Tu as comblé tes nuits de néons artificiels. Tu t'es bordée d'ivresse sous des bras à peine connus à t'en couper le souffle, et les illusions que tu as esquissé sont devenues ton unique vérité. Si bien, que tout est déformé lorsque tu es éveillée. 

Recroquevillée sur toi même en position foetale, tu te laisses aspirer par le vide que tu ne peux combler. 

Chacune des lumières qui dansaient dans tes yeux se sont heurtées à la réalité.
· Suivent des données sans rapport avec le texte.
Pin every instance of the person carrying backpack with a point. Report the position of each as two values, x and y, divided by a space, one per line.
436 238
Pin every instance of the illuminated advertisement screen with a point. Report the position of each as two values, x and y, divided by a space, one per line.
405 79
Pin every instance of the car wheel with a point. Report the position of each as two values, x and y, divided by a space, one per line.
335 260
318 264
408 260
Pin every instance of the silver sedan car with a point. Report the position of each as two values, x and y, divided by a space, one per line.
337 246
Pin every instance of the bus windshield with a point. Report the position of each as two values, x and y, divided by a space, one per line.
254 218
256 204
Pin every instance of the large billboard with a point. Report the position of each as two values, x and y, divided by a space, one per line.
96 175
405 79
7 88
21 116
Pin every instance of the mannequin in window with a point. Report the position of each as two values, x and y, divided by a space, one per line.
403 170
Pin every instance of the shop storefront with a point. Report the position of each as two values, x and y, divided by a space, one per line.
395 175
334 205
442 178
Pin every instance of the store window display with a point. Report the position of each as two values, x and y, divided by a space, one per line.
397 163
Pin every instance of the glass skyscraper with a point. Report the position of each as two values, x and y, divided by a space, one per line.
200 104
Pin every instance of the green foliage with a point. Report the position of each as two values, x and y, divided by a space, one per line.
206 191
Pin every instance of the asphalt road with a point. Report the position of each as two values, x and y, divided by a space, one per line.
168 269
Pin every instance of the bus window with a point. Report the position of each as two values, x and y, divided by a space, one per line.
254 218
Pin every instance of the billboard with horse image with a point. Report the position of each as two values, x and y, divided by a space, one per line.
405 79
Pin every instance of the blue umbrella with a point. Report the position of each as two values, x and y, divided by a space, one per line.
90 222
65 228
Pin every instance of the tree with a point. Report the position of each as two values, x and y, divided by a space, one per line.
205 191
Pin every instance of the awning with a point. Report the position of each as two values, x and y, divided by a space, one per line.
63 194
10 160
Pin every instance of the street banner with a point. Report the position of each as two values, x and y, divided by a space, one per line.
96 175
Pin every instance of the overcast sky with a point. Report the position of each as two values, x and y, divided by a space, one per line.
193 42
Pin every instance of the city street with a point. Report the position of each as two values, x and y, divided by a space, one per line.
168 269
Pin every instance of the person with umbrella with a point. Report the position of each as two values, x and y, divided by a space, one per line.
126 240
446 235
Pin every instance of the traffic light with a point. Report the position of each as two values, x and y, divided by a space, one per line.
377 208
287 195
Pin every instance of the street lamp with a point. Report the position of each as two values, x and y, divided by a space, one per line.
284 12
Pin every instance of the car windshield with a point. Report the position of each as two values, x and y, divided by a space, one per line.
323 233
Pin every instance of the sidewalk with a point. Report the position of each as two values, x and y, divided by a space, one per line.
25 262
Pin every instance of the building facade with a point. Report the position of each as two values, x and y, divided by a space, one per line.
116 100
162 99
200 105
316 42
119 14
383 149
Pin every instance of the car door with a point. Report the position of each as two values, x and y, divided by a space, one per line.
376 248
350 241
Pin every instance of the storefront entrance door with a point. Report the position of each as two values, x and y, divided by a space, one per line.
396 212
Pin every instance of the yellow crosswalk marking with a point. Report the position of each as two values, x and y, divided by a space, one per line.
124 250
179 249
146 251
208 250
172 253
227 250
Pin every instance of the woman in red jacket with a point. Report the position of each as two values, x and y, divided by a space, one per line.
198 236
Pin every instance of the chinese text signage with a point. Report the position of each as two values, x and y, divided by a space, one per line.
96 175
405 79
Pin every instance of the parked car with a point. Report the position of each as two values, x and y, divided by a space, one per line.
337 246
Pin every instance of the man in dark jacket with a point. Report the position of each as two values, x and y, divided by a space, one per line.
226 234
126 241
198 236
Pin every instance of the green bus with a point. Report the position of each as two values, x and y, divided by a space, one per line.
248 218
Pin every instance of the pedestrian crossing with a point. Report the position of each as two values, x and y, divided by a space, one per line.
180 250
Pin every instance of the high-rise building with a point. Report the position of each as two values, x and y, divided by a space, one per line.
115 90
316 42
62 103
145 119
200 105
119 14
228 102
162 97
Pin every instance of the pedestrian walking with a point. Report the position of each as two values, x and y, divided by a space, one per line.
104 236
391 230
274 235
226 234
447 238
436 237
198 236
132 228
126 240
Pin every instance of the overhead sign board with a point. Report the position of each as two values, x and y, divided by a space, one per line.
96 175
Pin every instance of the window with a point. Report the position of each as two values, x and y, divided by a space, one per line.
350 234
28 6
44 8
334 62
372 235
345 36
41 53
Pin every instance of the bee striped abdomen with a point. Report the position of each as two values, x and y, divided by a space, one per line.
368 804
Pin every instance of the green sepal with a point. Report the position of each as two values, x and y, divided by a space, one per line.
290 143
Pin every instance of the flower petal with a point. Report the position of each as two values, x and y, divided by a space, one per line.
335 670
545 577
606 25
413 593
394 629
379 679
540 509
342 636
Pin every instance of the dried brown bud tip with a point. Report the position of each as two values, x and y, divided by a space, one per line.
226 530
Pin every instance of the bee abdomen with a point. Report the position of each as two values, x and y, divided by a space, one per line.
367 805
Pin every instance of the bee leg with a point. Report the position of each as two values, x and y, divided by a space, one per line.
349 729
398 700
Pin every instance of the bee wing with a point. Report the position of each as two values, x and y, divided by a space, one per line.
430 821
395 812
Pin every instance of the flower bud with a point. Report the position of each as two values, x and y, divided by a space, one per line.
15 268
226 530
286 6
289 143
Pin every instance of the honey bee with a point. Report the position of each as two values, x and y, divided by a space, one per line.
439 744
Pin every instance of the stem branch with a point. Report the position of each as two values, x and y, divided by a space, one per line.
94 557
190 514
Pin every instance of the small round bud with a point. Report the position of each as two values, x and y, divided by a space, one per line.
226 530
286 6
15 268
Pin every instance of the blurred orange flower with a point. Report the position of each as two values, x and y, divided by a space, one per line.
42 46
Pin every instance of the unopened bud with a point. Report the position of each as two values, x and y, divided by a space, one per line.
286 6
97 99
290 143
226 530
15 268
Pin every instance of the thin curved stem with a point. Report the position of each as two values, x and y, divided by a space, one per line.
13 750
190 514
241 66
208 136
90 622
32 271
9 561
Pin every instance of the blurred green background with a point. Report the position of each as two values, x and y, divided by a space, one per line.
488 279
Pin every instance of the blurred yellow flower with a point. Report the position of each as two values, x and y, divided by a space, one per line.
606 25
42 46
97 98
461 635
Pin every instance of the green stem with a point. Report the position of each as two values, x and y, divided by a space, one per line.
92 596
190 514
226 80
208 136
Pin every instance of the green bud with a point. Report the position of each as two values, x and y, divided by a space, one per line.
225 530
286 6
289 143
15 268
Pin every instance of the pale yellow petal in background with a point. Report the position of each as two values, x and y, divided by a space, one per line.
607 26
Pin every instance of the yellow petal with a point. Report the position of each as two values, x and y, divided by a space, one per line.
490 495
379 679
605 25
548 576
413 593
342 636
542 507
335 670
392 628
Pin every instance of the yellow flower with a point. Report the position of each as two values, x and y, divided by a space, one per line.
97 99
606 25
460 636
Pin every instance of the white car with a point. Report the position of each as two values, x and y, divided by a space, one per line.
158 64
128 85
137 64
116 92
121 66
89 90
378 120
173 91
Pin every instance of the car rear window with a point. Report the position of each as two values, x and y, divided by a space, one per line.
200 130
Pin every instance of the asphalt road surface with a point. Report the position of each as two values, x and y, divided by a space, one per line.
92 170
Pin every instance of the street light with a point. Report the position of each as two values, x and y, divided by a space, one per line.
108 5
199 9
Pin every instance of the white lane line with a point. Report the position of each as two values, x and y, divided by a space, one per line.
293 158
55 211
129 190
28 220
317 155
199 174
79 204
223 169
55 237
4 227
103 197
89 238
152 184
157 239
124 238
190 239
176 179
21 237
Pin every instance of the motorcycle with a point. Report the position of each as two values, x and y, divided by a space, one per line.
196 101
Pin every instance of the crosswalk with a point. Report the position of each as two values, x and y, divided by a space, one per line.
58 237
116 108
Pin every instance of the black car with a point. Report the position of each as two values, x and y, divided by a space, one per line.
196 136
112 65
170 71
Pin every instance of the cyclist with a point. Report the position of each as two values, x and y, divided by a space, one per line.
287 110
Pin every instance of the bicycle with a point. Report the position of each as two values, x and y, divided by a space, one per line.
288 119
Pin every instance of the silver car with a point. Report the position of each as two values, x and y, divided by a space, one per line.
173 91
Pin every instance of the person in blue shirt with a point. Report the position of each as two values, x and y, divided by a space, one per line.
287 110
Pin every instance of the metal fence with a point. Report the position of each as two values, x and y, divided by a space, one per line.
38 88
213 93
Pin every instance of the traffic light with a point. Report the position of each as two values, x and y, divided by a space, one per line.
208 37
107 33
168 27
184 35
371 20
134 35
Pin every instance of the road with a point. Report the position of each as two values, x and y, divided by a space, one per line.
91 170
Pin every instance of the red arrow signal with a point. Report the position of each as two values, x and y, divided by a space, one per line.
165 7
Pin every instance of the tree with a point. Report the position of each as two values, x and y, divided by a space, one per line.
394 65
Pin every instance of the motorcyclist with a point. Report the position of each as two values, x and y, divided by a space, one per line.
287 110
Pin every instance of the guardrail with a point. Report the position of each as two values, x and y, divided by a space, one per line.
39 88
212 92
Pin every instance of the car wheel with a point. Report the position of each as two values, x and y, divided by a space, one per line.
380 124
Une par une, elles se sont décrochées. Il faut avouer qu'elles ne tenaient pas par un fil d'araignée, seulement par l'espoir que tu pouvais porter. 

Alors elles ont volé, virvolté, et les éclaboussures des morceaux de verre brisé se sont éparpillés, déchirant ainsi chacun de tes rêves, même les plus éclairés. 

On a tambouriné, venus écarteler ton étoile, tu as laissé partir ton âme. Tu voudrais recoller les morceaux, rafistoler ton coeur à défaut du cerveau, mais il y a des blessures que tu ne peux panser. Tu pourrais chercher sur tous les étendards, il semble qu'aucun ne t'y serait sied.

Car il n'y a pas d'Archange s'épendant autours de toi, à l'instar de tes rêves et des souhaits qui s'y tiennent, la solitude assassine aspire tout ce qu'il y a. Puis elle s'enfonce, te tord de l'intérieur et te laisse un instant de répit en déposant comme unique signature pour son crime, des larmes au fond de tes yeux. Cette tristesse qui sillonne le long de tes joues est entrainée dans sa course jusqu'à tes pieds, ne laissant aux minutes qui se poursuivent, aucune trace de ta mélancolie passée. 

A chaque fois que la roue tourne, et que tu mise ainsi ta vie, l'espoir prend le pas sur le chaos qui te berce. Tu te laisses entrainer sous des cieux éclaircis sans pouvoir vraiment compter les nuits qu'il te reste. 

Et même si ce matin sur ce lit, ton corps est secoué par les sanglots qui t'assènent, les piqures qui te percent de toute part aujourd'hui, laisseront des bleus, invisibles à la nuit.